風の強かった朝とは変わって、春の優しい夜風が心地よい。
僕はsarah brightmanのtime to say goodbyeを軽く口ずさみながら、
barの扉を開けた。
扉を開けると、僕が昨日座っていた席に馬男が座っていた。
「やぁ」
馬男はにっこりと僕に微笑みかけた。
やけに白い歯が印象的だ。
「昨日はどこまで話したっけ?
メイショウサムソンの体調についてだっけ?」
僕が歩いている途中から馬男は話しかけてくる。
僕は狭い通路をまっすぐ進み、
馬男をそのまま通り過ぎようとしたときに、
バーテンダーが立ちはだかった。
バーテンダーは無言で僕を押しとどめる。
僕は目を合わせて奥に行きたい意思を示そうとしたが、
バーテンダーは巧妙に目を逸らし続けた。
そんな状態が2分ほど続き、僕は軽くため息を吐いて、
馬男の横に座った。
バーテンダーは僕に黙ってカルピスをサーブする。
「No Check」と書かれた紙と一緒に。
僕は軽く首を振って、
カルピスの入ったグラスを横に避けた。
「今日メイショウサムソンの調教が行われたんだ。
栗東DWで併せ馬、6F79秒5、ラスト1F11秒9。
文句なしの時計だと思わないか?」
馬男は嬉しそうにそう語る。
「高橋調教師も穏やかな笑みを浮かべていた。
武豊もいい動きだったとコメントを残している。
これのどこに不安があるというのだろう?」
僕は連続して問いかけられた質問を無視して、
タバコに火を点けた。
立ち昇る煙が、
まるでこの場所から逃れたい僕の意志を汲み取るかのように、
ゆっくりと上昇していく。
「ダイワスカーレットやドリームパスポートももちろん怖い存在になるだろう。
けれど、私はもう断言してもよいかと思ってる。
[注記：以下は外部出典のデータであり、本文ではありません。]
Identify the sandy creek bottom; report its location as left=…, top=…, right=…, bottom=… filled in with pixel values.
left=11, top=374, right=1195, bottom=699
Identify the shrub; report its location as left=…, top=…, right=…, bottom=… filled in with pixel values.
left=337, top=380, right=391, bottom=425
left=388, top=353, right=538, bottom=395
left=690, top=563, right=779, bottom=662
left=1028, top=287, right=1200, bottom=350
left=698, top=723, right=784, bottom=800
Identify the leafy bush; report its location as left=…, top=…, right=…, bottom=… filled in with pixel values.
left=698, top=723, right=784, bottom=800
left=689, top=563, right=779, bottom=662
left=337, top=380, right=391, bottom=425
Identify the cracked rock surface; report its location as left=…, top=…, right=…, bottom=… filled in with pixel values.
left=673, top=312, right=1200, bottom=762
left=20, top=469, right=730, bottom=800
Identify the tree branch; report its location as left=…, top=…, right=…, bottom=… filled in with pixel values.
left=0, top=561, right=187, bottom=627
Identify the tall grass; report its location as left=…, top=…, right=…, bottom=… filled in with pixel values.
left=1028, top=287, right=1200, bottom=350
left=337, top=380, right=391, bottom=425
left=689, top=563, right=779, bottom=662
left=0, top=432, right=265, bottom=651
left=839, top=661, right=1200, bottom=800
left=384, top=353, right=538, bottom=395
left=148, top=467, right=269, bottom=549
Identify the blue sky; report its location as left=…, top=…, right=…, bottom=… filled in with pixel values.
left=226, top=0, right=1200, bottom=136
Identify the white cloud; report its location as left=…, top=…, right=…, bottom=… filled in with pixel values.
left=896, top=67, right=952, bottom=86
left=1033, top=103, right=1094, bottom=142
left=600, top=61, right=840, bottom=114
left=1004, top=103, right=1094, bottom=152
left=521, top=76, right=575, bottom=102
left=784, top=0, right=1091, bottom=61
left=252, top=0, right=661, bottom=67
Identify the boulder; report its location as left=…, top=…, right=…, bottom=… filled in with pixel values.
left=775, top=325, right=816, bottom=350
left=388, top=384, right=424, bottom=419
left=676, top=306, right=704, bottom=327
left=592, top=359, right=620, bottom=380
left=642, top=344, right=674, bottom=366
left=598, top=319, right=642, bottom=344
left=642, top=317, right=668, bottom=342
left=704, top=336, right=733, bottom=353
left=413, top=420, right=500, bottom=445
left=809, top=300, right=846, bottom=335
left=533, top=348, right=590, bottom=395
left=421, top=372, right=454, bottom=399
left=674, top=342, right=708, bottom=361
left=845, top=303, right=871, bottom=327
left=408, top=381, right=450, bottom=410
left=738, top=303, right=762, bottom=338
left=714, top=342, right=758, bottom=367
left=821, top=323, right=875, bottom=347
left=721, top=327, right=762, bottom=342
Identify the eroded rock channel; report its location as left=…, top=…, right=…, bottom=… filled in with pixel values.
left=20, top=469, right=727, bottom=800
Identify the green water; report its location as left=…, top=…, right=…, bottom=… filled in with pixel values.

」
馬男はここで言葉を一旦切った。
早々に次の言葉が予想されたけど、
僕は構うことなくタバコの煙を肺に入れる。
「大阪杯はメイショウサムソンが首差でゴール板を駆け抜ける。
相手は誰か分からないけれど、
私はそのゴールシーンをはっきりと想像する事が出来るんだ!」
馬男はそういって前肢をガツンとバーカウンターに叩き付けた。
いや、叩き付けようとしたのだが、うまくいかずに、
バーカウンターの木板を思い切り蹴るような感じになった。
その衝撃で避けておいたカルピスのグラスが倒れ、
中身がバーカウンターの向こう側に零れる。
バーテンダーは表情一つ変えずに、
雑巾で零れたカルピスを拭き取った。
僕は消えゆくタバコの煙をただ眺めながら
sarah brightmanのtime to say goodbyeを頭の中で回想していた。
馬男はひとしきり話したことに満足したのか、
ゆっくりとジントニックをすする。
馬男が今日はそれ以上話す言葉がないのを確認して、
僕はゆっくりとbarの扉を開ける。
barを出た後、しばらくしてから、ふと気になり、
そっと扉を開けて中の様子を確認してみた。
扉を開けるとバーテンダーが無表情で
馬男の首を拭っている光景が眼に飛び込んできた。
馬男は口笛を吹くかのように「ヒヒン」と鳴いていた。
悲しいかな、馬男の鳴き声はメロディーとなって、
sarah brightmanのtime to say goodbyeに変わっていた。